Marijuana sales is no longer the domain of hippies or jay & Silent Bob types in the 7-11 parking lot. Legalization in several states pushed cannabis sales into the realm of big business and the alcohol industry wants in on the deal. Following Constellation’s buy-in, rival Diageo is reportedly eyeing an acquisition of their own.
Earlier this week, BNN Bloomberg TV broke the news that Diageo is in talks with three Canadian cannabis companies about a partnership or acquisition.
In a followup, Diageo kept their cards close. “We never comment on speculation,” a Diageo spokeswoman told AdAge in an email. “As we’ve said before, we are monitoring this space closely.”

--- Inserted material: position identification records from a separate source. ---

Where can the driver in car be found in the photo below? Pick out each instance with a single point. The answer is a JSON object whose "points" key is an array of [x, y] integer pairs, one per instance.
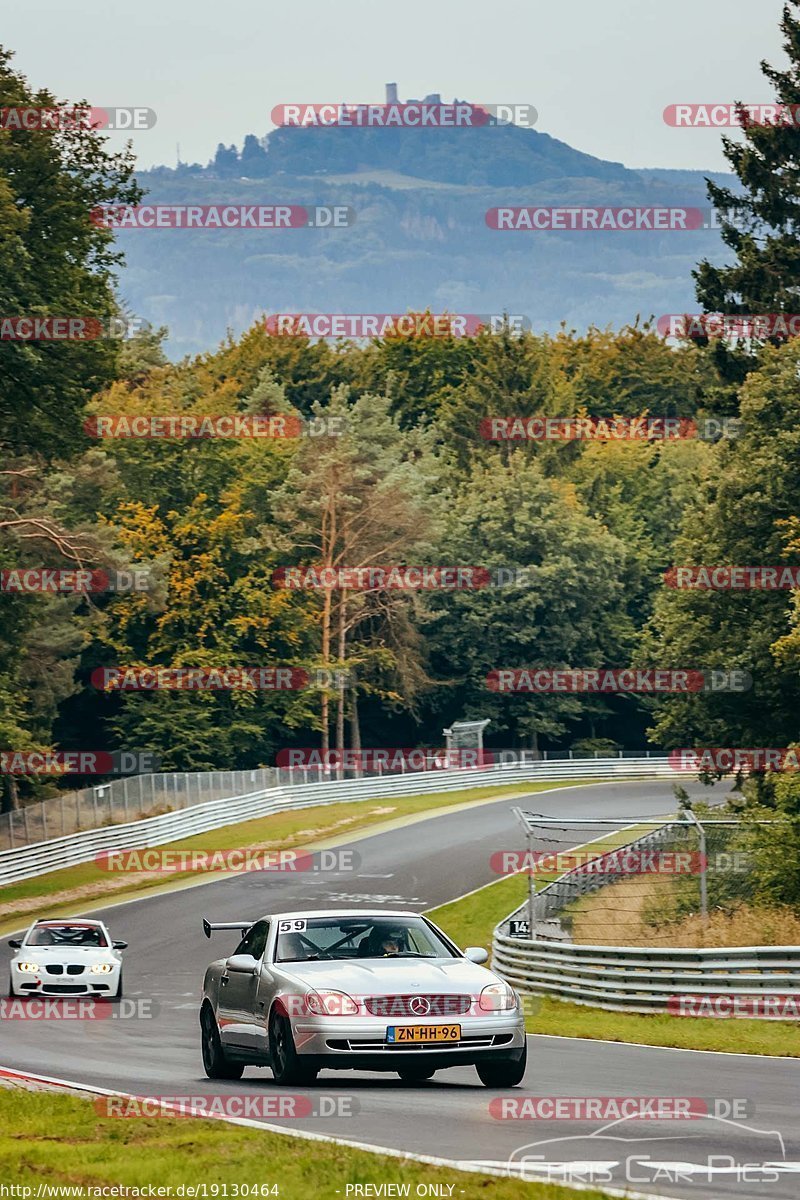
{"points": [[388, 941]]}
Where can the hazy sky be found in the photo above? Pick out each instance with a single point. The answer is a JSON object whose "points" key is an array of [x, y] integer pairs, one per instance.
{"points": [[600, 72]]}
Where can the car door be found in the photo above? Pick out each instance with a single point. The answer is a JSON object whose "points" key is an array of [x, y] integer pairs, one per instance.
{"points": [[239, 990]]}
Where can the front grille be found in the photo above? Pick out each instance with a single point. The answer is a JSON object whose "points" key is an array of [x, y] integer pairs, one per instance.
{"points": [[371, 1044], [401, 1006]]}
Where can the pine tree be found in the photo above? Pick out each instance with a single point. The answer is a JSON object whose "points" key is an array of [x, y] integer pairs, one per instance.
{"points": [[762, 223]]}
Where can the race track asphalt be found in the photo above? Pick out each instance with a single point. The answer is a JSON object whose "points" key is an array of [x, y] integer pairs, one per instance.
{"points": [[419, 867]]}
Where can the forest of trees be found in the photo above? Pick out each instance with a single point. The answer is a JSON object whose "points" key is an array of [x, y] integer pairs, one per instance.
{"points": [[595, 526]]}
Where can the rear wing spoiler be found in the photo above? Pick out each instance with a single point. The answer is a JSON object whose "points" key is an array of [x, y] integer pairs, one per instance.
{"points": [[241, 925]]}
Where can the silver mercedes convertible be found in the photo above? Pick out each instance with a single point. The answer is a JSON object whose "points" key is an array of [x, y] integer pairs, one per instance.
{"points": [[352, 990]]}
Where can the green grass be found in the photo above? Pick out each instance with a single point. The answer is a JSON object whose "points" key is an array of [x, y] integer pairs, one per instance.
{"points": [[60, 1140], [470, 922], [77, 888]]}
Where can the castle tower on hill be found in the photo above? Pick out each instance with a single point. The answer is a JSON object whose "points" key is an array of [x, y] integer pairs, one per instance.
{"points": [[434, 97]]}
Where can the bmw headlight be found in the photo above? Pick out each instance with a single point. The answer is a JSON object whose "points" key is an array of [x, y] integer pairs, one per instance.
{"points": [[498, 997], [331, 1003]]}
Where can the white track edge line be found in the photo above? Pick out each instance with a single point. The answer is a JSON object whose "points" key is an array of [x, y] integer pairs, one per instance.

However, investors are not buying the company line; to the contrary, they’re buying cannabis stocks. Most publicly traded companies in the marijuana sector are based out of Canada where medical marijuana is now legal and recreational marijuana will be legal on October 17. The nation’s five largest THC companies, Aphria (NASDAQOTH:APHQF), Tilray (NASDAQ:TLRY), Aurora Cannabis (NASDAQOTH:ACBFF), Organigram Holdings (NASDAQOTH:OGRMF), and Cronos Group (NASDAQ:CRON), all saw stock prices following the Bloomberg report. In the last week, share prices increased an average of about 17% for the five companies followed by adjustments in Monday’s trading.

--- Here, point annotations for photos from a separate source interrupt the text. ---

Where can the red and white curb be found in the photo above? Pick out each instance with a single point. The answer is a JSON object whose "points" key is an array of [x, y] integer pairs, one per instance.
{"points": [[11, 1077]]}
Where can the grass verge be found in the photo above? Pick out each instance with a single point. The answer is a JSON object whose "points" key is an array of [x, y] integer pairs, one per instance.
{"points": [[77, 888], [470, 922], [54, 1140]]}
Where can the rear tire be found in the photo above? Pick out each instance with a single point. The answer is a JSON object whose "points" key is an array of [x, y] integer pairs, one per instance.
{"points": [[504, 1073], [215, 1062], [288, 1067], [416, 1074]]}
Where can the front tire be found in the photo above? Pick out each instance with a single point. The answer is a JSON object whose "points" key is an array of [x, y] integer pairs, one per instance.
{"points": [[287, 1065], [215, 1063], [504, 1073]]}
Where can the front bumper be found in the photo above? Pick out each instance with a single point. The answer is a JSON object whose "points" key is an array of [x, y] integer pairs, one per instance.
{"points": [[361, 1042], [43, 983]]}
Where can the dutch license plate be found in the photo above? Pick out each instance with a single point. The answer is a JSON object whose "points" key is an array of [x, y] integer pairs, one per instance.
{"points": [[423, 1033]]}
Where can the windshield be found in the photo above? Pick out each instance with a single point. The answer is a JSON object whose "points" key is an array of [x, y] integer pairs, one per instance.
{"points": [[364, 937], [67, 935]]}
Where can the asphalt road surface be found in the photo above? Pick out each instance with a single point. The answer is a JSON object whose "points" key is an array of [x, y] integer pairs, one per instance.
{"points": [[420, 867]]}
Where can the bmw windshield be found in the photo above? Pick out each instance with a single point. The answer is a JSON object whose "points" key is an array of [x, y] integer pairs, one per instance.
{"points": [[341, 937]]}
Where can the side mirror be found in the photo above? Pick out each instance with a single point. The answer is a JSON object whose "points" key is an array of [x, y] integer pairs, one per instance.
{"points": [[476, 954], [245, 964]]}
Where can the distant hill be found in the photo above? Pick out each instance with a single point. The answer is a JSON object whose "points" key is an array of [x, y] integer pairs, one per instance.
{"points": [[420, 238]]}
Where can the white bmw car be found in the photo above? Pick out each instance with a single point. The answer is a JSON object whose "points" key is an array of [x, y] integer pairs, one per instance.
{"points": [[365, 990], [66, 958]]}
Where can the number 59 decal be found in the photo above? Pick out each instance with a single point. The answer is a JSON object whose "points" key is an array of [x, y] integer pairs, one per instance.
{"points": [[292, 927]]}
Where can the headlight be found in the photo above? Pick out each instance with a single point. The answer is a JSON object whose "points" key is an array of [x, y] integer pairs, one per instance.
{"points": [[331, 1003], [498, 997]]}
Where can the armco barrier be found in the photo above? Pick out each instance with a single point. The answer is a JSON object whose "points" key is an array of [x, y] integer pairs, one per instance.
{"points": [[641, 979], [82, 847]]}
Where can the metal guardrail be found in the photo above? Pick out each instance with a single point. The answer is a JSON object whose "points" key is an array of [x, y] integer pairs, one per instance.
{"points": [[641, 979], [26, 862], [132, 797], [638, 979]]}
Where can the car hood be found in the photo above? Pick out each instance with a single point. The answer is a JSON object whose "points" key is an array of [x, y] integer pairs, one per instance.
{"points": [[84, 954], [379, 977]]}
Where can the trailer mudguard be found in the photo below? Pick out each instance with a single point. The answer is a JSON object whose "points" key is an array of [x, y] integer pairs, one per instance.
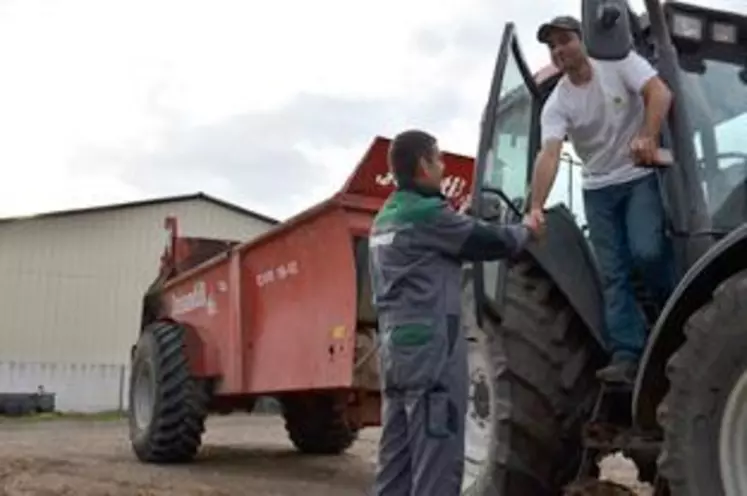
{"points": [[695, 289], [565, 255]]}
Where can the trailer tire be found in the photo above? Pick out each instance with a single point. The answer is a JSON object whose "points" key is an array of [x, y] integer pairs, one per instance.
{"points": [[316, 423], [167, 407], [540, 367], [703, 373]]}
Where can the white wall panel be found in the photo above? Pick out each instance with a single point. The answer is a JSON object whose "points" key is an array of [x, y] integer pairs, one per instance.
{"points": [[71, 288]]}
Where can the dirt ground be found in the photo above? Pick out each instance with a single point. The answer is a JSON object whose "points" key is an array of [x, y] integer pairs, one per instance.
{"points": [[241, 455]]}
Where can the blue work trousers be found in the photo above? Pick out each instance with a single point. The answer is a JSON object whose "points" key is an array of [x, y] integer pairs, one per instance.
{"points": [[627, 230]]}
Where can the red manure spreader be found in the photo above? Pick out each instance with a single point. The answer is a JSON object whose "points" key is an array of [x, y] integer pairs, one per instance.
{"points": [[287, 315]]}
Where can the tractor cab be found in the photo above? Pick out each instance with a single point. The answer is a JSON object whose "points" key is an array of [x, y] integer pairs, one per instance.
{"points": [[538, 417]]}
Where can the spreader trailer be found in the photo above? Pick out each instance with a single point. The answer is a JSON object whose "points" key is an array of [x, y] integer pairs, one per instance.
{"points": [[288, 315]]}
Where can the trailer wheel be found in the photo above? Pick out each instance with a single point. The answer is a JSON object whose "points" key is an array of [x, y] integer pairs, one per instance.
{"points": [[532, 387], [316, 423], [167, 407], [704, 414]]}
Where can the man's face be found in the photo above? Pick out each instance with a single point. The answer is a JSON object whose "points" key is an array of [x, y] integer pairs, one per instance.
{"points": [[432, 169], [566, 49]]}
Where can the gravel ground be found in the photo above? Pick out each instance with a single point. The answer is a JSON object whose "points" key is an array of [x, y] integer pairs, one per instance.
{"points": [[241, 455]]}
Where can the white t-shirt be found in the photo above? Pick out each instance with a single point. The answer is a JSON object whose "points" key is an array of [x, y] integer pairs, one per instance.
{"points": [[601, 118]]}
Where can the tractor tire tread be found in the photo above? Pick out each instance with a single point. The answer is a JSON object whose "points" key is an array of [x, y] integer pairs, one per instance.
{"points": [[542, 353], [316, 423], [706, 332], [181, 403]]}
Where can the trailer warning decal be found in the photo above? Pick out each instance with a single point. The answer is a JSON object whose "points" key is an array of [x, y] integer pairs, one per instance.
{"points": [[278, 273], [198, 297]]}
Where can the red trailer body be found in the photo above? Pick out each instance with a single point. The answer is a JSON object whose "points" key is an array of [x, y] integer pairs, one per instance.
{"points": [[280, 313], [287, 314]]}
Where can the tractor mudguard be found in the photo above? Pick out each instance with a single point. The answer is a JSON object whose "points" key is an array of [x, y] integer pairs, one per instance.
{"points": [[694, 289], [572, 267]]}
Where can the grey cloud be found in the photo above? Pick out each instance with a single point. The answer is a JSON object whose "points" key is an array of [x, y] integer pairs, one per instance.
{"points": [[253, 158]]}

The uptick may be temporary given as the timeline on a deal is unknown. One source told Bloomberg that ink would be on paper within weeks while another told the news outlet that closing a deal could take months.
Diageo is not alone. A few weeks ago, Constellation spent $4 billion (US) to increase their share of Canadian cannabis giant, Canopy Growth from 9.9% to 38%. Likewise, Molson recently announced a partnership with Hydropothecary Corp. to develop cannabis infused drinks.